Enterprise Viewpoint Reports: Quantum Security, a Board Perspective
Dave Krauthamer / Enterprise Viewpoint / 23 August 2022
QuSecure is proud to share an article published in Enterprise Viewpoint and written by QuSecure’s CEO, Dave Krauthamer. Dave’s article contains four main sections, in which he elaborates why members of a company’s Board of Directors should concern themselves with their company’s quantum security status.
The article’s four key sections are:
- Being a Cyber Fiduciary: As a board of directors member, you have a fiduciary responsibility to safeguard shareholders’ assets. This extends to intellectual property, corporate data, and IT systems. A significant cyber disruption can also affect customers’ trust in your business. A threat that can cause the value of your data assets and brand to drop precipitously is one worth knowing about.
- Becoming an Educated Consumer: The challenge is distinguishing between different cyber risk levels. Unfortunately, the security industry tends to specialize in the business of over-emphasizing threats to trigger generous spending. This is not helpful; everyone, not just board members, could benefit from becoming an educated consumer of technology and cybersecurity information. Not all cyber risks deserve the same level of investment, but the quantum threat is real. It deserves, at a minimum, immediate focus and a dynamic plan.
- The Quantum Threat, Explained: Understanding the quantum threat requires knowledge of quantum computing. A quantum computer is a device that utilizes quantum physics to perform mathematical operations at speed orders of magnitude faster than even the tightest of today’s supercomputers. A quantum computer could crack modern encryption algorithms with this radically faster speed. A quantum computer could easily breach enterprise systems and data sets secured by conventional cryptography. Digital thieves could get their hands on detailed bank account data, or classified defense secrets. A quantum hack could be an extinction-level event for some organizations.
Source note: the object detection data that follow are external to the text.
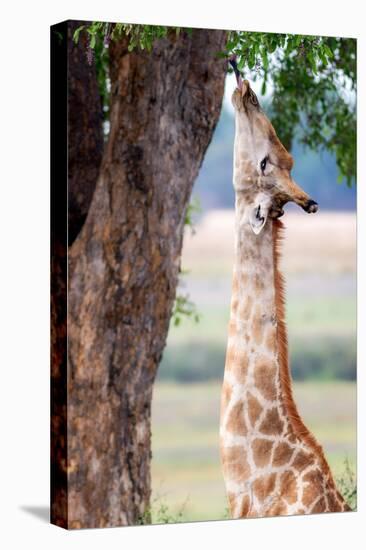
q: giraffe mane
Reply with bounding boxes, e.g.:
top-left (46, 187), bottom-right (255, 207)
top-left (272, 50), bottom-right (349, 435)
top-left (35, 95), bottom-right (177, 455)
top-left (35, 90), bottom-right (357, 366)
top-left (273, 219), bottom-right (332, 477)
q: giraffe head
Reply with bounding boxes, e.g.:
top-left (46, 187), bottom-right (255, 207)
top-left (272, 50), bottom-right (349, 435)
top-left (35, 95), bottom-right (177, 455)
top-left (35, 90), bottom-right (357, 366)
top-left (231, 60), bottom-right (318, 234)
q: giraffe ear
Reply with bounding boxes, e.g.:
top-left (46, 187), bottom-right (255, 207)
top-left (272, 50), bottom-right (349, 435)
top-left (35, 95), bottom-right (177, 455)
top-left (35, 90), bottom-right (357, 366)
top-left (249, 202), bottom-right (269, 235)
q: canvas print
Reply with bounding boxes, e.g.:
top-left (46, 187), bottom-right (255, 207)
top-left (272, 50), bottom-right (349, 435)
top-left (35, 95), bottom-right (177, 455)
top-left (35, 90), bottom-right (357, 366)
top-left (51, 21), bottom-right (357, 529)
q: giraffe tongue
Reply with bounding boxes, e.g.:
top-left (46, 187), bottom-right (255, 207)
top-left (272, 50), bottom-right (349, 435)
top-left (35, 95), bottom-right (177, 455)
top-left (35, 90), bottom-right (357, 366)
top-left (229, 55), bottom-right (243, 90)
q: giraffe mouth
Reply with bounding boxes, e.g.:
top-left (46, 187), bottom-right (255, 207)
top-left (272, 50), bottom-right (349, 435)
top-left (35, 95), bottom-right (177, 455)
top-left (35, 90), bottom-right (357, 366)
top-left (229, 55), bottom-right (243, 91)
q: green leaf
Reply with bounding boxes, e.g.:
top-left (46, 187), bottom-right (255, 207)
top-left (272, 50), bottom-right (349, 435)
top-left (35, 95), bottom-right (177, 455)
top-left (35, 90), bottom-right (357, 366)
top-left (90, 34), bottom-right (96, 50)
top-left (324, 44), bottom-right (334, 59)
top-left (72, 25), bottom-right (85, 44)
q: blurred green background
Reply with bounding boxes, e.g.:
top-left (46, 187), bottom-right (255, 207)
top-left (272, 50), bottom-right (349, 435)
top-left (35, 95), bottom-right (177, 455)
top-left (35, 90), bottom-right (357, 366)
top-left (152, 79), bottom-right (356, 523)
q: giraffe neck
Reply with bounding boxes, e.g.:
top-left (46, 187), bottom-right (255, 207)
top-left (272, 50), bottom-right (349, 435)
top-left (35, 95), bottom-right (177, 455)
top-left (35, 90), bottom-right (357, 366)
top-left (225, 194), bottom-right (289, 436)
top-left (220, 194), bottom-right (344, 517)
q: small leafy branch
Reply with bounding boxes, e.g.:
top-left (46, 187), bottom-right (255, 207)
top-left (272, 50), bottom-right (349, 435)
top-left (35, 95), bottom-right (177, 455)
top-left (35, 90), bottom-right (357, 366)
top-left (74, 21), bottom-right (356, 186)
top-left (222, 31), bottom-right (356, 186)
top-left (184, 197), bottom-right (202, 235)
top-left (336, 458), bottom-right (357, 510)
top-left (172, 197), bottom-right (202, 327)
top-left (138, 496), bottom-right (187, 525)
top-left (73, 21), bottom-right (192, 62)
top-left (172, 294), bottom-right (201, 327)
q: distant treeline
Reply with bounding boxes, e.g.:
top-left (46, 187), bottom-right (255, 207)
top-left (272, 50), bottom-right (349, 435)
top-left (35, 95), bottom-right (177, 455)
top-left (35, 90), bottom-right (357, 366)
top-left (158, 337), bottom-right (356, 382)
top-left (193, 106), bottom-right (356, 210)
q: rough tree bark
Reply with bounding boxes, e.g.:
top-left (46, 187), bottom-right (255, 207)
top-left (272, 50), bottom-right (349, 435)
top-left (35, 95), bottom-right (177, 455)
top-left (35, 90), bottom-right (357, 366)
top-left (67, 30), bottom-right (226, 528)
top-left (51, 21), bottom-right (103, 527)
top-left (67, 21), bottom-right (103, 245)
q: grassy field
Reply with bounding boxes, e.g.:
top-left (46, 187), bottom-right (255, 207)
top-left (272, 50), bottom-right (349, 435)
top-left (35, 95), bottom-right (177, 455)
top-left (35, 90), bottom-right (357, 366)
top-left (152, 211), bottom-right (356, 522)
top-left (152, 382), bottom-right (356, 522)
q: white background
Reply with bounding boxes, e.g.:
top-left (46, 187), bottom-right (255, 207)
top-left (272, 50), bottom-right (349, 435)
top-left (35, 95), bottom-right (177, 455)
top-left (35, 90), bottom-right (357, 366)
top-left (0, 0), bottom-right (366, 550)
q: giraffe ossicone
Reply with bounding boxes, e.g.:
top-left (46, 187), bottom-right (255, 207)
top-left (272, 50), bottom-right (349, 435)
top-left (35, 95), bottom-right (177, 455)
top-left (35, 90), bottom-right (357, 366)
top-left (220, 71), bottom-right (349, 518)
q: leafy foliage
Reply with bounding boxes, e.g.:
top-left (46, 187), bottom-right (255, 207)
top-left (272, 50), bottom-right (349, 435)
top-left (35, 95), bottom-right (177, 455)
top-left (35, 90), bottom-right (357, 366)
top-left (220, 31), bottom-right (356, 185)
top-left (336, 459), bottom-right (357, 510)
top-left (74, 21), bottom-right (356, 185)
top-left (172, 294), bottom-right (201, 327)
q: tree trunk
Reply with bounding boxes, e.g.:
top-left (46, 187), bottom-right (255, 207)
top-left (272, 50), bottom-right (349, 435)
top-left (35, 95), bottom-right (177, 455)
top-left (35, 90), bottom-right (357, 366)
top-left (67, 21), bottom-right (103, 245)
top-left (51, 21), bottom-right (103, 527)
top-left (67, 30), bottom-right (226, 528)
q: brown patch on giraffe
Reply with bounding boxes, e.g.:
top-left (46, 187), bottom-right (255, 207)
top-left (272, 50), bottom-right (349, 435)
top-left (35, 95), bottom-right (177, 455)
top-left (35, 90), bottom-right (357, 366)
top-left (221, 445), bottom-right (250, 479)
top-left (239, 295), bottom-right (253, 321)
top-left (221, 380), bottom-right (233, 411)
top-left (252, 305), bottom-right (264, 346)
top-left (240, 272), bottom-right (249, 287)
top-left (253, 273), bottom-right (264, 295)
top-left (254, 355), bottom-right (277, 401)
top-left (291, 451), bottom-right (314, 473)
top-left (228, 319), bottom-right (237, 338)
top-left (227, 492), bottom-right (236, 513)
top-left (248, 393), bottom-right (263, 427)
top-left (280, 470), bottom-right (297, 504)
top-left (310, 497), bottom-right (327, 514)
top-left (238, 495), bottom-right (250, 518)
top-left (231, 350), bottom-right (249, 384)
top-left (272, 441), bottom-right (294, 467)
top-left (226, 344), bottom-right (235, 365)
top-left (302, 468), bottom-right (324, 488)
top-left (226, 401), bottom-right (248, 435)
top-left (253, 473), bottom-right (276, 500)
top-left (264, 325), bottom-right (277, 350)
top-left (266, 499), bottom-right (287, 516)
top-left (252, 438), bottom-right (273, 468)
top-left (259, 407), bottom-right (283, 435)
top-left (232, 273), bottom-right (239, 294)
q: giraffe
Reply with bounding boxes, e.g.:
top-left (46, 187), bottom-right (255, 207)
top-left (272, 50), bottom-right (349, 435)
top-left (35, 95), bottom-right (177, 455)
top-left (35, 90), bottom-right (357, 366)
top-left (220, 61), bottom-right (350, 518)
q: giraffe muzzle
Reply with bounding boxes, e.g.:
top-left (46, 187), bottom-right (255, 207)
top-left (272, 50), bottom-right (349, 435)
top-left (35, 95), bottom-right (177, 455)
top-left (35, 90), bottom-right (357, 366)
top-left (303, 199), bottom-right (319, 214)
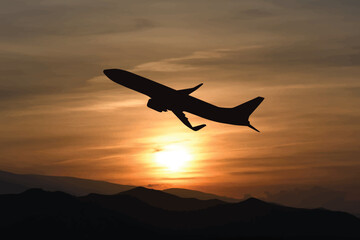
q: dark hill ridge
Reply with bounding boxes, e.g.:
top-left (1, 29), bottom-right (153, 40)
top-left (119, 187), bottom-right (225, 211)
top-left (0, 189), bottom-right (157, 239)
top-left (0, 189), bottom-right (360, 239)
top-left (162, 188), bottom-right (241, 202)
top-left (0, 171), bottom-right (134, 196)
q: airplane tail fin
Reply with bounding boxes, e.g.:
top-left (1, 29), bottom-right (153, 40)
top-left (234, 97), bottom-right (264, 132)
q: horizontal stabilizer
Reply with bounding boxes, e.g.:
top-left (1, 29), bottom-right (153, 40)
top-left (177, 83), bottom-right (203, 95)
top-left (192, 124), bottom-right (206, 131)
top-left (234, 97), bottom-right (264, 117)
top-left (248, 123), bottom-right (260, 132)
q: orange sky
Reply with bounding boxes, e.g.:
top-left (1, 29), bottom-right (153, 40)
top-left (0, 0), bottom-right (360, 199)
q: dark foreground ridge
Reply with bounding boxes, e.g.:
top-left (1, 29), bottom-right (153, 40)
top-left (0, 188), bottom-right (360, 239)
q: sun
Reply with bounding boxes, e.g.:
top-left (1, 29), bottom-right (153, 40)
top-left (155, 145), bottom-right (192, 172)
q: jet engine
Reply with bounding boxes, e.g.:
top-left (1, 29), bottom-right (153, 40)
top-left (147, 98), bottom-right (167, 112)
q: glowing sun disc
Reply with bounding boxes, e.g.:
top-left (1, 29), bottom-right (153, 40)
top-left (155, 146), bottom-right (192, 172)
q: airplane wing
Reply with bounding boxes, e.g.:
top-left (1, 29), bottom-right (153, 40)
top-left (177, 83), bottom-right (203, 95)
top-left (172, 110), bottom-right (206, 131)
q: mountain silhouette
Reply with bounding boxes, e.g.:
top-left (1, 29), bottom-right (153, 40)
top-left (0, 171), bottom-right (135, 196)
top-left (162, 188), bottom-right (240, 202)
top-left (119, 187), bottom-right (225, 211)
top-left (0, 188), bottom-right (360, 239)
top-left (0, 189), bottom-right (156, 239)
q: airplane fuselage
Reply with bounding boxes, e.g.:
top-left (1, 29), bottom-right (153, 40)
top-left (104, 69), bottom-right (264, 131)
top-left (104, 69), bottom-right (248, 125)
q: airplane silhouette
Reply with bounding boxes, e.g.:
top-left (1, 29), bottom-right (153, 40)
top-left (104, 69), bottom-right (264, 132)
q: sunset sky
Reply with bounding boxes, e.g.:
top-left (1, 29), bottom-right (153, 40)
top-left (0, 0), bottom-right (360, 199)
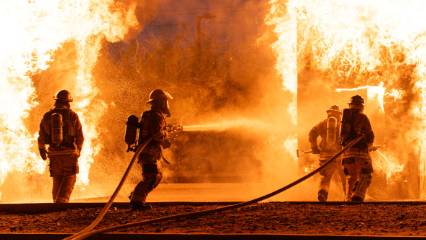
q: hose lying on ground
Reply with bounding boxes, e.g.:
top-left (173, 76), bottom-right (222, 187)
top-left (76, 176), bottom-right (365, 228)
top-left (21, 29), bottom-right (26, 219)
top-left (67, 136), bottom-right (364, 240)
top-left (65, 139), bottom-right (151, 240)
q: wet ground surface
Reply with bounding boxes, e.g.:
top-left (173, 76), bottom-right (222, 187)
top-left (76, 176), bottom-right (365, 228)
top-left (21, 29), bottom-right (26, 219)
top-left (0, 202), bottom-right (426, 236)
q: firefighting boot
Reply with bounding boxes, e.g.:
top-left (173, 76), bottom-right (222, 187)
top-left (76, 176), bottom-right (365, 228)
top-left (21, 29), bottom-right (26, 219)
top-left (318, 189), bottom-right (328, 202)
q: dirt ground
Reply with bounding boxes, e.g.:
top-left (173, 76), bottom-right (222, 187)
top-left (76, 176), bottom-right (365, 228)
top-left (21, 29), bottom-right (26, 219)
top-left (0, 202), bottom-right (426, 236)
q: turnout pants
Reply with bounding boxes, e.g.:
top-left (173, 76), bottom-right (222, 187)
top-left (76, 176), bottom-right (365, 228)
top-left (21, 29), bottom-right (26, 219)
top-left (52, 174), bottom-right (77, 203)
top-left (342, 157), bottom-right (373, 201)
top-left (318, 158), bottom-right (346, 201)
top-left (49, 155), bottom-right (78, 203)
top-left (130, 163), bottom-right (163, 203)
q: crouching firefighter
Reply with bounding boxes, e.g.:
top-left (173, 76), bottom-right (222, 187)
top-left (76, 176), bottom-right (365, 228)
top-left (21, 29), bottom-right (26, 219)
top-left (341, 95), bottom-right (374, 202)
top-left (126, 89), bottom-right (173, 210)
top-left (38, 90), bottom-right (84, 203)
top-left (309, 105), bottom-right (345, 202)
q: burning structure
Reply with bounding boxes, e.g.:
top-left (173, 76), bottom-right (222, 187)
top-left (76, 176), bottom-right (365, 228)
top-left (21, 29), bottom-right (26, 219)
top-left (0, 0), bottom-right (426, 201)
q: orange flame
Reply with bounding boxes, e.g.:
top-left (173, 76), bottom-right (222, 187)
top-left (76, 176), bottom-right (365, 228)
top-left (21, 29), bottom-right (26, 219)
top-left (265, 0), bottom-right (297, 160)
top-left (0, 0), bottom-right (137, 195)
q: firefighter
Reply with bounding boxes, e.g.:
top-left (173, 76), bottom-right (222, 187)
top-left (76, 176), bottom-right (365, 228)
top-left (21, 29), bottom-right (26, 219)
top-left (309, 105), bottom-right (345, 202)
top-left (130, 89), bottom-right (173, 210)
top-left (341, 95), bottom-right (374, 202)
top-left (38, 90), bottom-right (84, 203)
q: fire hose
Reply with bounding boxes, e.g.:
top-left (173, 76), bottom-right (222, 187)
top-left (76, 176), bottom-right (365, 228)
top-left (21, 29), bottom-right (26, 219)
top-left (66, 135), bottom-right (364, 240)
top-left (64, 138), bottom-right (152, 240)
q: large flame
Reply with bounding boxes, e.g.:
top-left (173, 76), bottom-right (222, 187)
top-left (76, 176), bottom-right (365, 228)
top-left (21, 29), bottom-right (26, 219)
top-left (265, 0), bottom-right (297, 160)
top-left (269, 0), bottom-right (426, 197)
top-left (0, 0), bottom-right (137, 193)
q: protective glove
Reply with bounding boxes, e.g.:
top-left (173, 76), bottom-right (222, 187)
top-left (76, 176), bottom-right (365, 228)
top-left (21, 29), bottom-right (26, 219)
top-left (38, 148), bottom-right (47, 160)
top-left (312, 146), bottom-right (320, 154)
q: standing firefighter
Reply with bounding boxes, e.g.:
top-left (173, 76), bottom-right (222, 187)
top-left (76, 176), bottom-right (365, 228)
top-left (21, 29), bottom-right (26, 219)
top-left (341, 95), bottom-right (374, 202)
top-left (38, 90), bottom-right (84, 203)
top-left (309, 105), bottom-right (345, 202)
top-left (130, 89), bottom-right (173, 210)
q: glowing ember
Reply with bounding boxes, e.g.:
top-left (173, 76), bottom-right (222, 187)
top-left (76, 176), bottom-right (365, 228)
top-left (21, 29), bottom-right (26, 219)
top-left (0, 0), bottom-right (136, 193)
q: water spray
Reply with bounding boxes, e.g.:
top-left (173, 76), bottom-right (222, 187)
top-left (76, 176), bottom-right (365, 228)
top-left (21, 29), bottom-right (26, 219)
top-left (176, 118), bottom-right (268, 132)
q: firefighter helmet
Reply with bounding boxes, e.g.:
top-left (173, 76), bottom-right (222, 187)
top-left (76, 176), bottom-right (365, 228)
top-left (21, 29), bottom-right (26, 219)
top-left (148, 89), bottom-right (173, 103)
top-left (326, 105), bottom-right (342, 114)
top-left (148, 89), bottom-right (173, 117)
top-left (55, 90), bottom-right (73, 102)
top-left (349, 95), bottom-right (364, 105)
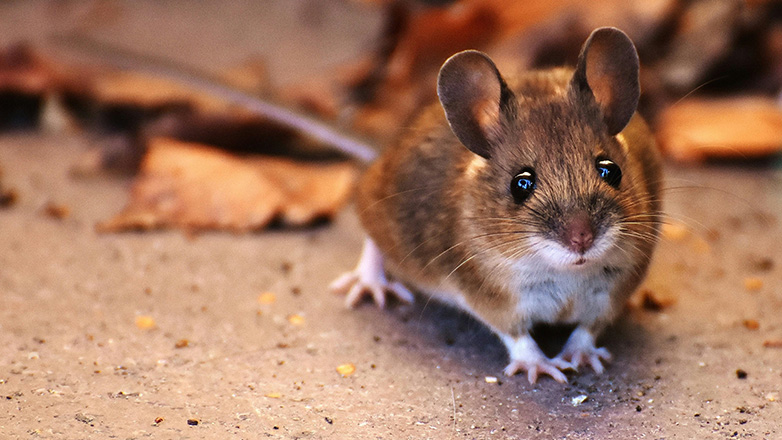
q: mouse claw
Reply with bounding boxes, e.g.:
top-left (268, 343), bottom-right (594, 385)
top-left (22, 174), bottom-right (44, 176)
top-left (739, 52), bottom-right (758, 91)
top-left (504, 357), bottom-right (567, 384)
top-left (500, 334), bottom-right (573, 384)
top-left (555, 327), bottom-right (611, 374)
top-left (329, 239), bottom-right (415, 309)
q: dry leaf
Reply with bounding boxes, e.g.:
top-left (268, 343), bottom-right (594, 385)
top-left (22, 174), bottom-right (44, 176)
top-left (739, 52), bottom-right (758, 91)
top-left (744, 278), bottom-right (763, 292)
top-left (638, 288), bottom-right (676, 312)
top-left (658, 97), bottom-right (782, 162)
top-left (42, 202), bottom-right (71, 220)
top-left (98, 138), bottom-right (356, 232)
top-left (91, 70), bottom-right (237, 113)
top-left (258, 292), bottom-right (277, 304)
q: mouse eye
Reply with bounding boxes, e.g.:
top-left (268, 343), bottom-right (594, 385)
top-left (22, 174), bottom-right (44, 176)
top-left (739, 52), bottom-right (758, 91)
top-left (510, 168), bottom-right (535, 204)
top-left (595, 157), bottom-right (622, 189)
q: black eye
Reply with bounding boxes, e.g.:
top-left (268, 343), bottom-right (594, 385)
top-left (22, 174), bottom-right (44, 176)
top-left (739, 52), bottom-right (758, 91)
top-left (510, 168), bottom-right (535, 204)
top-left (595, 157), bottom-right (622, 188)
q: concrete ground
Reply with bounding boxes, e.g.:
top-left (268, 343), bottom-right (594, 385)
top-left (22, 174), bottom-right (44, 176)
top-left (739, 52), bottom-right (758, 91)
top-left (0, 1), bottom-right (782, 440)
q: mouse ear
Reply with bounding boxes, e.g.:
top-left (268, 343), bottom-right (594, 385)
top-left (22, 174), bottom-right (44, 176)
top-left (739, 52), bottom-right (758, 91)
top-left (571, 27), bottom-right (641, 136)
top-left (437, 50), bottom-right (510, 159)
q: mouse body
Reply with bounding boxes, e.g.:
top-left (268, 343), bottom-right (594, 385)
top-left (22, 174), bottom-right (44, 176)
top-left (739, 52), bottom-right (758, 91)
top-left (331, 28), bottom-right (661, 383)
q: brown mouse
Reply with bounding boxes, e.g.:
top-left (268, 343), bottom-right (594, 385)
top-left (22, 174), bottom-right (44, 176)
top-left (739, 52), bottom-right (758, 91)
top-left (331, 28), bottom-right (661, 383)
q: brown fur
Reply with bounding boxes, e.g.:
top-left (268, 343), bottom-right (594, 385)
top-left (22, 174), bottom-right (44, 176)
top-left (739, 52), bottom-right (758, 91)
top-left (357, 30), bottom-right (660, 335)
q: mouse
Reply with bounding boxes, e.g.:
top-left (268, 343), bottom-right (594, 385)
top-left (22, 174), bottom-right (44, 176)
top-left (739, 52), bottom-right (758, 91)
top-left (59, 27), bottom-right (662, 383)
top-left (330, 27), bottom-right (661, 383)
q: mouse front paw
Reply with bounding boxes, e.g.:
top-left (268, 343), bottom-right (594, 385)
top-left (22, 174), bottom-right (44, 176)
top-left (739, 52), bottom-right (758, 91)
top-left (329, 238), bottom-right (415, 309)
top-left (500, 334), bottom-right (573, 384)
top-left (504, 356), bottom-right (572, 384)
top-left (555, 327), bottom-right (611, 374)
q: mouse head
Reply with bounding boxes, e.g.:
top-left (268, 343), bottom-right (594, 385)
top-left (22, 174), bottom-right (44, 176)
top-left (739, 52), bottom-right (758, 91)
top-left (437, 28), bottom-right (649, 265)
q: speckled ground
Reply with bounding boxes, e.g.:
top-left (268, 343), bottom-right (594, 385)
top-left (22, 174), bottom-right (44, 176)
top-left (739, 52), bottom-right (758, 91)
top-left (0, 1), bottom-right (782, 440)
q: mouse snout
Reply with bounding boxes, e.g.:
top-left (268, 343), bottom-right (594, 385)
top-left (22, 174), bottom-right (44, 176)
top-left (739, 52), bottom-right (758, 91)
top-left (560, 212), bottom-right (595, 254)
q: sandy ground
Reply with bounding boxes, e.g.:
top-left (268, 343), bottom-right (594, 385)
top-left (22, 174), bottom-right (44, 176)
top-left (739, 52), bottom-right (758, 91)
top-left (0, 1), bottom-right (782, 440)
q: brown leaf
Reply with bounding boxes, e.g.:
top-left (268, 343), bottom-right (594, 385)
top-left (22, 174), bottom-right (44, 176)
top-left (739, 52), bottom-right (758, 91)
top-left (98, 138), bottom-right (356, 232)
top-left (658, 97), bottom-right (782, 162)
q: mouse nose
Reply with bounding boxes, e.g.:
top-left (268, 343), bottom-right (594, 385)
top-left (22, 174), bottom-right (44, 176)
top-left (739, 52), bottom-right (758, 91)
top-left (561, 212), bottom-right (595, 254)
- Why to Address the Quantum Threat Now: The idea of a quantum hack is not new. Most diligent board members have already encountered it. However, even just a year ago, the emergence of powerful quantum computers was expected to be over a decade in the future. Recent advances in quantum computing and massive investment in the industry by foreign nation-states have made it clear that quantum computing is coming soon. A viable quantum computer is still a few years out, but quantum risk must be addressed now. This is because malicious actors use a “Steal Now, Decrypt Later” strategy, where they actively steal encrypted data to decrypt it when quantum technology is available. The financial and military secrets they steal are incomprehensible to them now. Still, when they crack the encryption keys in the coming years, hackers will have access to all our data, and we will be powerless to do anything. Additionally, it takes time to transition to quantum-secure data processes, which could leave systems vulnerable during migration. This puts a huge impetus on organizations to take immediate action toward quantum security.
The government is taking the quantum threat seriously, and so should board members. The White House issued a National Security Memorandum this May, which mandated that all federal agencies begin the upgrade to post-quantum cybersecurity. In July, NIST (the National Institute of Standards and Technology) also named a set of post-quantum algorithms to standardize post-quantum cryptography. It appears increasingly likely that quantum threat mitigation will become standard policy, especially for businesses that work with the government.
In QuSecure’s view, it should not take a vast array of technical knowledge to grasp the seriousness of the quantum threat. The potential for irreversible, significant damage to enterprises is clear to see. The quantum threat demands attention today, and solutions have emerged that enable organizations to start the process of establishing their quantum-secure future today. Now is the time for board members to investigate post-quantum cyber solutions and drive their organizations to pursue these initiatives.